David MOKAYA, un étudiant kényan de 24 ans, a comparu jeudi devant un tribunal de Nairobi pour avoir diffusé sur X en novembre 2024, la photo d’une procession funèbre qu’il a décrite comme étant celle du président William Ruto.
L’outrageuse publication date du 13 novembre 2024, quelques mois après les manifestations de juin et juillet dernier contre les hausses d’impôts et la corruption. En effet, les forces de sécurité sont accusées par des groupes de défense des droits humains d’avoir tué au moins 60 personnes, pour la plupart de jeunes adultes, à cette occasion et d’en avoir enlevé des dizaines d’autres.
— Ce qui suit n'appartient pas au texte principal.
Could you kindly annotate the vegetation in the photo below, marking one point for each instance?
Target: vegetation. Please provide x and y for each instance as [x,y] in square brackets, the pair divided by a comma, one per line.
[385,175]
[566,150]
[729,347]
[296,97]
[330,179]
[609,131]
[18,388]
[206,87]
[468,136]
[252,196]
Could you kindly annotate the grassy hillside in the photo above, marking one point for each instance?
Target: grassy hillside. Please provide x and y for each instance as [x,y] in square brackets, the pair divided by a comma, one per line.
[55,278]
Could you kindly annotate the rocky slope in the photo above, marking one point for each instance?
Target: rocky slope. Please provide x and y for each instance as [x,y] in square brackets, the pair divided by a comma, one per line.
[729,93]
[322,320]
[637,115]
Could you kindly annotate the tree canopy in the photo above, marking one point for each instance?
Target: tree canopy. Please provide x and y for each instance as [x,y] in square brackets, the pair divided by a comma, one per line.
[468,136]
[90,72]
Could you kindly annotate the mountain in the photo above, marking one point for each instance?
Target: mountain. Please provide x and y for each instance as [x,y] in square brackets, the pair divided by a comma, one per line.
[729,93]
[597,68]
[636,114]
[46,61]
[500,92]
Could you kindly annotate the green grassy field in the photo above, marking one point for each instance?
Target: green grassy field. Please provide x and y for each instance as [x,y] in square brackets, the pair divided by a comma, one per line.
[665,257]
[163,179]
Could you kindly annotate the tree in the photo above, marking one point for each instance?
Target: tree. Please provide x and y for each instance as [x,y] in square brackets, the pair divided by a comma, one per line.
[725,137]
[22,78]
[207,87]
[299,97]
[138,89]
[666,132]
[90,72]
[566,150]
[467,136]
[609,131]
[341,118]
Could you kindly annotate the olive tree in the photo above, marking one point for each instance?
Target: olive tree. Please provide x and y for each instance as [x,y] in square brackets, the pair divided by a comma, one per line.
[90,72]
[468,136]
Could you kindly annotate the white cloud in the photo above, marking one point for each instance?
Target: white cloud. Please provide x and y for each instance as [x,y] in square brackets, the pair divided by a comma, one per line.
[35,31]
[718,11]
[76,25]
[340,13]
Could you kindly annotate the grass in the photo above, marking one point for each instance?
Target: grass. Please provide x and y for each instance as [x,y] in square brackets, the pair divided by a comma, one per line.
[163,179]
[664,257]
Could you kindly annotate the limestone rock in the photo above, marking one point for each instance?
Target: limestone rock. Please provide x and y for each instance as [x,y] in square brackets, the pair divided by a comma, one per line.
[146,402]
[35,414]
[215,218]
David Mokaya avait diffusé sur X une photo d’un cortège funèbre avec la légende : « le corps du président William Ruto quitte les pompes funèbres de Lee » – une entreprise de Nairobi. Selon l’avocat du jeune homme, les poursuites à son égard constituent « une atteinte à la liberté d’expression ». « On usurpe le droit à notre client (…) en tant que citoyen kényan d’exprimer ses opinions politiques, de formuler des satires politiques (…) et de critiquer le chef de l’État ».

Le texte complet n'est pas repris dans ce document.